A delegation from the World Monuments Fund and the U.S. State Department visit the archaeological site of Babylon, about 50 miles south of Baghdad, on June 24, 2009. A report issued by UNESCO on July 10 says that U.S. troops and contractors in Iraq inflicted serious damage on Babylon.
Four Thousand Years
One of the world's most important archaeological sites, Babylon is mentioned in cuneiform texts dating back to the Akkadian period (2371-2230 B.C.). During the Neo-Babylonian period (626--539 B.C.) it became the largest city of its time.
Wonder of the Ancient World
Babylon was home of kings Hammurabi (1792-1750 B.C.), who introduced one of the first written codes of law, and Nebuchadnezzar (604-562 B.C.), who built the Hanging Gardens of Babylon, one of the Seven Wonders of the Ancient World.
The location and ancient layout of the city of Babylon remained unknown for centuries until the 1800s. Systematic excavations began in 1899 under German archaeologist Robert Koldewey, who unearthed famous palaces and religious buildings, as well as the Ishtar Gate.
"Saddam Was Here"
A sign on a wall of the ancient city reads in Arabic, "On the reign of the victorious Saddam Hussein the president of the republic." In 1978 Hussein officially commenced the "Archaeological Restoration of Babylon Project," in which several ancient buildings were reconstructed and modern facilities for tourists added. Some construction, including a new palace for Hussein, was damaging to the site.
Although excavations have progressed at Babylon over the last hundred years, some parts of the ancient city still remain buried beneath the earth.
A view of Babylon.
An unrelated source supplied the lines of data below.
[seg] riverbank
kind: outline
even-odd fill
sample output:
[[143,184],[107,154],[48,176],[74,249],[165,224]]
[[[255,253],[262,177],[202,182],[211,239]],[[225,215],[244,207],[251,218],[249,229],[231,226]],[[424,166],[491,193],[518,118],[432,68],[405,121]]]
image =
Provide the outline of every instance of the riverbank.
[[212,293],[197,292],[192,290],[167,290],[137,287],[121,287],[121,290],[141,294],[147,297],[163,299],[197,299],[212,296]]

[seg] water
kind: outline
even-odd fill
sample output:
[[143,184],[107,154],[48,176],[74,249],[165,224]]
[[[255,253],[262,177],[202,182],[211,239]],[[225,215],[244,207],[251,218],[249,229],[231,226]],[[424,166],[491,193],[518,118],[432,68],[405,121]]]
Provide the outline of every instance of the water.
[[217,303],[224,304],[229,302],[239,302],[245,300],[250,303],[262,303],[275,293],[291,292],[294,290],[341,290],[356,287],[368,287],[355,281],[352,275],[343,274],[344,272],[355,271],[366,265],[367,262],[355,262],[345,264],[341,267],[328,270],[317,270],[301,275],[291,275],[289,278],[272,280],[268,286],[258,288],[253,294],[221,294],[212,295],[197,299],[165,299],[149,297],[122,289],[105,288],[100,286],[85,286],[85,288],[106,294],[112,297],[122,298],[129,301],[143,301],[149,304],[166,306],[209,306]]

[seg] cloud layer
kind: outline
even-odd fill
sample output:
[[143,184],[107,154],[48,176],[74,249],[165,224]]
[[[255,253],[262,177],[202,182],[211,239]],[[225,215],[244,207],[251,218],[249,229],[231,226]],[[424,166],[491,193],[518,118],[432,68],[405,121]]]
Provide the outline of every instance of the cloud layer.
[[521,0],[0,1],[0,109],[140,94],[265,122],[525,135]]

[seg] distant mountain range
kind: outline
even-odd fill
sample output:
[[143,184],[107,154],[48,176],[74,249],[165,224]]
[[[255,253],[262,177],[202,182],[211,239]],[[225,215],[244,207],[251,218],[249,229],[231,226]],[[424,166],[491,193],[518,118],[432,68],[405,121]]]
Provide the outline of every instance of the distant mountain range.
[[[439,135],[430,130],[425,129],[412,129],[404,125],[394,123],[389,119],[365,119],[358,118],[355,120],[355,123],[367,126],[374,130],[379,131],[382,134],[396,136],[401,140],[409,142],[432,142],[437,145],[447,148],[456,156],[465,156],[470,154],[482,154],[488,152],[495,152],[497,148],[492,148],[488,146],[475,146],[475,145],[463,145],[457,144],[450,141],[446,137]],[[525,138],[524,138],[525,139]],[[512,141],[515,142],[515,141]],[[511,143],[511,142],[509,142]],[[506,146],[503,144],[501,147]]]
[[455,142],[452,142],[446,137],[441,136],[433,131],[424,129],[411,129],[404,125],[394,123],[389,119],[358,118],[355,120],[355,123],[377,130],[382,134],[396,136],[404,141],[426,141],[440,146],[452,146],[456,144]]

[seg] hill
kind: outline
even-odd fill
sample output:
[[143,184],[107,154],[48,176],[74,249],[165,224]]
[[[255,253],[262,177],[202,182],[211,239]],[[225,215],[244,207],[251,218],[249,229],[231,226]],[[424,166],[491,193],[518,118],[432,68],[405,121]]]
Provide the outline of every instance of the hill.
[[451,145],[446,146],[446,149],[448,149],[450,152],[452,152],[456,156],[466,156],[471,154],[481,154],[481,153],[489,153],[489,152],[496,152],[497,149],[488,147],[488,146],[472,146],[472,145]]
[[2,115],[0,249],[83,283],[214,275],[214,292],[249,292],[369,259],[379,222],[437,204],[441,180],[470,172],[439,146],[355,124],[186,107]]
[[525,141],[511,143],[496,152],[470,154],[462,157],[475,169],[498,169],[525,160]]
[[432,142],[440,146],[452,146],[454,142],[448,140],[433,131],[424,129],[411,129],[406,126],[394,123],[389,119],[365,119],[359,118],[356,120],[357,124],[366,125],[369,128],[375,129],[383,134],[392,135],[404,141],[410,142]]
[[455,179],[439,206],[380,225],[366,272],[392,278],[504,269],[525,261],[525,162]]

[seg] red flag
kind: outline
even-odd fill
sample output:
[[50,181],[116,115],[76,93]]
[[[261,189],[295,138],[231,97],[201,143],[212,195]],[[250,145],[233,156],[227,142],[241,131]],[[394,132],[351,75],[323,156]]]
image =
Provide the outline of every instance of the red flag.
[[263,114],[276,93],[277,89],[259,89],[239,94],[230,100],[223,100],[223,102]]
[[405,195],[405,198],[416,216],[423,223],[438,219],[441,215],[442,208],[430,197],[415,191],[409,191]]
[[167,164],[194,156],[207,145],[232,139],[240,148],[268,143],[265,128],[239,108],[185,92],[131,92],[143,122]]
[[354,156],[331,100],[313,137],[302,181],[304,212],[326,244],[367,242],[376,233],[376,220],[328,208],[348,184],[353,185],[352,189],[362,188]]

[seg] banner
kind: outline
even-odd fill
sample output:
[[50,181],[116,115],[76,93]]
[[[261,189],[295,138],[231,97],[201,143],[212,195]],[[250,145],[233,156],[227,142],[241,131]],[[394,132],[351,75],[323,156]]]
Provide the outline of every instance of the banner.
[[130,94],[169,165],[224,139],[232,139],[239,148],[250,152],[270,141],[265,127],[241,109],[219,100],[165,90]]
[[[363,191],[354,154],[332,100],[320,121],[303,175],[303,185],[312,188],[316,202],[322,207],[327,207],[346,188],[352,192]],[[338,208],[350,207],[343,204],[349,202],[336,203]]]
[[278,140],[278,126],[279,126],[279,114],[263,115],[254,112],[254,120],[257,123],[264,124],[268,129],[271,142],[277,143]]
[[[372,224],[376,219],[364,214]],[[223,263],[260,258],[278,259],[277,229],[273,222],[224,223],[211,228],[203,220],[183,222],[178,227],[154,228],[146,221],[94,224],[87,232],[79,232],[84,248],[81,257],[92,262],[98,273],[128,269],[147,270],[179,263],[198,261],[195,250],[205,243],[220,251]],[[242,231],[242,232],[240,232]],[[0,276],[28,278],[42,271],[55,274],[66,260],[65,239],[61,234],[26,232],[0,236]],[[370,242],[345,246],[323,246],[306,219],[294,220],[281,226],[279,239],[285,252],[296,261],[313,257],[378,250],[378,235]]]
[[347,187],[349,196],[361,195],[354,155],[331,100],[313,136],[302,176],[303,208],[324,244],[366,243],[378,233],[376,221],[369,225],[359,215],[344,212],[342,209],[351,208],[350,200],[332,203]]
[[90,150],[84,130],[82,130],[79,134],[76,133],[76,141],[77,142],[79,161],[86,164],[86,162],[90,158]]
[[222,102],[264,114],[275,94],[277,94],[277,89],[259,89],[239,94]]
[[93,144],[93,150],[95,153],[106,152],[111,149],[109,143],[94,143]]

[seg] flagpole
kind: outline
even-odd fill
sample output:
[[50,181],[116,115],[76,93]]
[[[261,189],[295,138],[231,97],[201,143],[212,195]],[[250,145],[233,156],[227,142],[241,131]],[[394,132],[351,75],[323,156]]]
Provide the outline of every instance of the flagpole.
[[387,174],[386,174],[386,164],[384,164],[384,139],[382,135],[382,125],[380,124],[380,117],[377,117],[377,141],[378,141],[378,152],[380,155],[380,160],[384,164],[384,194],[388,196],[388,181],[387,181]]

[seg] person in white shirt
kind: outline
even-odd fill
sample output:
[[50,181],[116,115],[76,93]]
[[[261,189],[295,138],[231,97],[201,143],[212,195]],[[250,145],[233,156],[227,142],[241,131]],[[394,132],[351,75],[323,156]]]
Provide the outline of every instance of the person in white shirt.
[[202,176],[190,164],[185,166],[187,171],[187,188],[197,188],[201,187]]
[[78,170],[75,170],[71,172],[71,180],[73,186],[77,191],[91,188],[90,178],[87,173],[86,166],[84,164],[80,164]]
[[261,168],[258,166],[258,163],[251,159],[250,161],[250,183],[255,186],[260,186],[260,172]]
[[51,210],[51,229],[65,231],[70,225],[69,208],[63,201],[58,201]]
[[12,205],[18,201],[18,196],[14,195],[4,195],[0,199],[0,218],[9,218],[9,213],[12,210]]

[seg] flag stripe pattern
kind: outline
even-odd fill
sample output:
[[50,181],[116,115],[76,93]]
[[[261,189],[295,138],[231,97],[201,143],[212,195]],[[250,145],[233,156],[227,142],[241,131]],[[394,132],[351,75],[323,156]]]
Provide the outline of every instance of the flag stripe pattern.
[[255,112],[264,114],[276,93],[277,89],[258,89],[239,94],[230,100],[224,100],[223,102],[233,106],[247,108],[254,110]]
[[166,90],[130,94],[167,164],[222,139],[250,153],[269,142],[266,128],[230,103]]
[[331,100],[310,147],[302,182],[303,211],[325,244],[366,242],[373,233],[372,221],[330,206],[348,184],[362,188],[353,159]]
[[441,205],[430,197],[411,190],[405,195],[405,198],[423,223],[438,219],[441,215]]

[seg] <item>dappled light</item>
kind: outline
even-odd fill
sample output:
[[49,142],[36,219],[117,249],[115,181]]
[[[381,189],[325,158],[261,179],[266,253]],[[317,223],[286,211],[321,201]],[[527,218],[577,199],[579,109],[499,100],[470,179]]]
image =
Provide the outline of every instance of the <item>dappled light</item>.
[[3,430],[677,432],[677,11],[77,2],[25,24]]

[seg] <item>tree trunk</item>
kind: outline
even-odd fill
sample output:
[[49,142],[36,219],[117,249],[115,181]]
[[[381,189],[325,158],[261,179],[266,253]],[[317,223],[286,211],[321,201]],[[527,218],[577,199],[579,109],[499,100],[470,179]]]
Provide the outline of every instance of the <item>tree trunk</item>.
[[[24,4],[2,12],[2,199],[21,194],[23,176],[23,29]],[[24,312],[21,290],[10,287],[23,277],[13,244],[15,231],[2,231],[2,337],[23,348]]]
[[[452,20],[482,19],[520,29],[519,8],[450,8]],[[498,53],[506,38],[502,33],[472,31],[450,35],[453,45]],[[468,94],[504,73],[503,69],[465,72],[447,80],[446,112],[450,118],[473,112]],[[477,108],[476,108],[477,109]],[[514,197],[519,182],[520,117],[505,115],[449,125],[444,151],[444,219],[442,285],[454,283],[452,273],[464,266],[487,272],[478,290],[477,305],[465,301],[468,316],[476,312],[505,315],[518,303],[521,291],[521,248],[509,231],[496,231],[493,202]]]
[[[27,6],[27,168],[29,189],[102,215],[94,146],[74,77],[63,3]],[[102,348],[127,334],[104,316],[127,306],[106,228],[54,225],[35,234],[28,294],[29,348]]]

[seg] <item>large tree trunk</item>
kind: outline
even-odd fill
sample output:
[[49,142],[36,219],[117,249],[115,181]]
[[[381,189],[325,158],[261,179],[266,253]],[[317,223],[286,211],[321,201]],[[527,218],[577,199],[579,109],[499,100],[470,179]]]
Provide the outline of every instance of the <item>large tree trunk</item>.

During the 2003 war, the Nebuchadnezzar and Hammurabi Museums in Hilla were broken into and everything stolen or shattered -- much of it plaster replicas of original pieces. Everything in the Babylon Library and Archive was destroyed, including important reports, maps, and excavation records. Offices were broken into, and whatever thieves could not carry off they burned.
Invasion of Babylon
In April 2003 Babylon was occupied by coalition forces, who instituted Camp Alpha. The UNESCO report says that coalition forces and contractors drove heavy machinery over sacred paths, bulldozed hilltops, and dug trenches through the archaeological site.
U.S. Army soldiers tour the rebuilt ruins of Babylon, Iraq on Oct. 20, 2004. As have many armies who have passed through the gates of the 4,000-year-old city, American forces have left their mark, in graffiti scratched into walls constructed by Saddam Hussein.
A Polish soldier checks his Army's Armored Personnel Carrier just outside the ancient City of Babylon on July 16, 2003, shortly before control of the military camp was handed over from U.S. Marines to Polish troops from the multinational force. In the background is the palace of ousted Iraqi ruler Saddam Hussein.
A U.S. Army soldier is seen at the archaeological site of Babylon, June 24, 2009.
Beginning in 2004, UNESCO and Iraq's State Board of Antiquities and Heritage began a damage assessment of the site, to detail all interventions on the archaeological site and monuments prior to and following the 2003 invasion.
UNESCO found 13 defensive trenches had been dug near the presidential palace and other sites. After the U.S. invasion, more trenches were dug, including a 162-m.-long trench which penetrated undisturbed archaeological deposits. Soil containing pottery fragments and baked brick fragments with inscriptions of Nebuchadnezzar was removed. This trench has begun to collapse, causing additional damage.
There was also damage to reconstructed buildings. Part of the Ninmakh Temple's roof collapsed and cracked; UNESCO says a contributing factor may have been vibrations from constant air traffic coming from the close-by helipad. Fractures and openings can also be seen in the walls of various buildings.
An Iraqi soldier walks in front of the Ishtar Gate, a ritual gate leading into the northern part of the inner city, Sept. 18, 2008. The damage to the gate includes smashed bricks on nine of the bodies of the animals adorning the gate. These animals depict the legendary dragonsnake, the symbol of Marduk, the god of the city of Babylon.
Dr. Donny George, director of research at the ministry of antiquities, shows a cuneiform tablet stolen from an excavation site at Babylon and offered for sale to a museum, and a Sumerian statue (c. 2,700 B.C.) at a 2003 Baghdad press conference. On the right, recovered antiquities, some stolen from the Babylon Museum, are displayed at a police station in Basra last December.